Relief washed over Ophelia as Raven staggered into the room. His clothing was torn and his face was covered in freshly healing bruises. He must have fought with the enormous creature that pushed him into the chamber—the creature looked like a man but horns protruded from its head, the eyes glowed red, and its skin was a shiny silver-gray.
Raven had no boots; his feet were bare. Heavy iron shackles were clamped around his ankles, and thick chains joined them. Chains also connected to iron bands around his wrists. A leather collar buckled around his strong neck, and the monstrous demon held the silver chain leash attached to the leather. The chains that captured Raven looked as if they weighed hundreds of pounds. Yet when he met her gaze, he straightened.
She hated to see him as a prisoner. She admired him so much. She had capitulated to imprisonment until Raven had spurred her to rebel and to finally grasp freedom. She had been a prisoner because she had been afraid; he was a prisoner now because he was courageous and noble, willing to give his existence to save his sister.
His dark gaze remained on her, even as the beast shoved him forward. Jade’s servant held a two-sided ax at Raven’s back and prodded him roughly with the edge of the blade.
Ophelia, you should not have come here, Raven said harshly in her thoughts. This is too dangerous. You should have left me to my fate. Though I have to admit, you in trousers is one of the most enticing things I’ve ever seen.
Raven, this is not the time for that! Was she doing the right thing? She did not know how else to get him out and protect her brother. Her distraction would bring time for Brookshire and the other slayers to arrive.
Firmly, she answered, I want to believe your fate is to survive and to find happiness.
Love, it is too late for me, he answered stubbornly.

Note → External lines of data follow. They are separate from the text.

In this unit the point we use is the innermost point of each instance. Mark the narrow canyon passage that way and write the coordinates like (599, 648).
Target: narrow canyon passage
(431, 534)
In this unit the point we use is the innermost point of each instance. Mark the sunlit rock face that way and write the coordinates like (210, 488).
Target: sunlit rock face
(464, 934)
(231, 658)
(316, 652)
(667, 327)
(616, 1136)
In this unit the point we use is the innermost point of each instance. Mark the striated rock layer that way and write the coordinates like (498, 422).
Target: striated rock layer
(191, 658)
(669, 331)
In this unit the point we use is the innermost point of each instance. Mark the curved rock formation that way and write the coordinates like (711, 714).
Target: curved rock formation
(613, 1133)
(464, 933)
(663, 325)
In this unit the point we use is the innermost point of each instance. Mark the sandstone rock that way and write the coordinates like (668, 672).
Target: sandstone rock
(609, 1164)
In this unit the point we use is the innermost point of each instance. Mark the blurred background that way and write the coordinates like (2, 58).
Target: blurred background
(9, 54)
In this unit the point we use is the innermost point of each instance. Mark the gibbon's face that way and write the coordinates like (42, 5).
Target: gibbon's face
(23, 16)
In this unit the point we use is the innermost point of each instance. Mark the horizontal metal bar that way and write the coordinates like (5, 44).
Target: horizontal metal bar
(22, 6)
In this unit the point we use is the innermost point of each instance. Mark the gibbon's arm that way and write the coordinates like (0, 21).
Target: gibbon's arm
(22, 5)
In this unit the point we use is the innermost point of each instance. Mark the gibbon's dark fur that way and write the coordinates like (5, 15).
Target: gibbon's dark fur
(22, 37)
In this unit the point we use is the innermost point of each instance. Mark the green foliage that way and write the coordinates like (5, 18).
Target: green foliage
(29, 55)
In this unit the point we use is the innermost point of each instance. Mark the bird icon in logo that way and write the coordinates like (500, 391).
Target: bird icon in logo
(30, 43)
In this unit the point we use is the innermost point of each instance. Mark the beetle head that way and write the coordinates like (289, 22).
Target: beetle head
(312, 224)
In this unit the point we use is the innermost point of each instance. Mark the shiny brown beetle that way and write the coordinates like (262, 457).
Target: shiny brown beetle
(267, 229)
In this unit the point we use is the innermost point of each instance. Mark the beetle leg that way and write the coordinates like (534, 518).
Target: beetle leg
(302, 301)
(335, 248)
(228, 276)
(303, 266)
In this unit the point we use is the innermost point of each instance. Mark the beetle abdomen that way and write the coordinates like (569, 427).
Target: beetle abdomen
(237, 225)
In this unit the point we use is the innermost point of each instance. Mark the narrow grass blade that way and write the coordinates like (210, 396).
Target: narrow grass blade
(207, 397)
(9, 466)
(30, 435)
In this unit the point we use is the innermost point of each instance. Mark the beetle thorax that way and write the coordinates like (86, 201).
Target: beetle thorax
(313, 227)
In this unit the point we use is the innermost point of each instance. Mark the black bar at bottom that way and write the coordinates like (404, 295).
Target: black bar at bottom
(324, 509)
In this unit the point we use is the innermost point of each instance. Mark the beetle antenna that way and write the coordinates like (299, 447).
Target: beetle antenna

Jade reclined on her huge chair, her legs crossed to reveal their remarkable length, their beautiful shape. The queen stretched sinuously. “Come here, Lady Ophelia. It is time to take the power from Ravenhunt. Time to see if love can save this wretched, beautiful vampire.” Jade laughed in an affected, thoroughly evil ripple. “Bring him to me,” she snapped.
The horned creature pulled Raven forward by the chains. Raven stumbled, then followed obediently. He kept looking at her, as if he were afraid something would happen to her.
Althea came to her side. Her friend clasped her hand in a gesture of support.
The large demon shoved Raven to his knees in front of the raised dais and Jade’s throne, slamming him so hard Ophelia heard the crack of his kneecaps.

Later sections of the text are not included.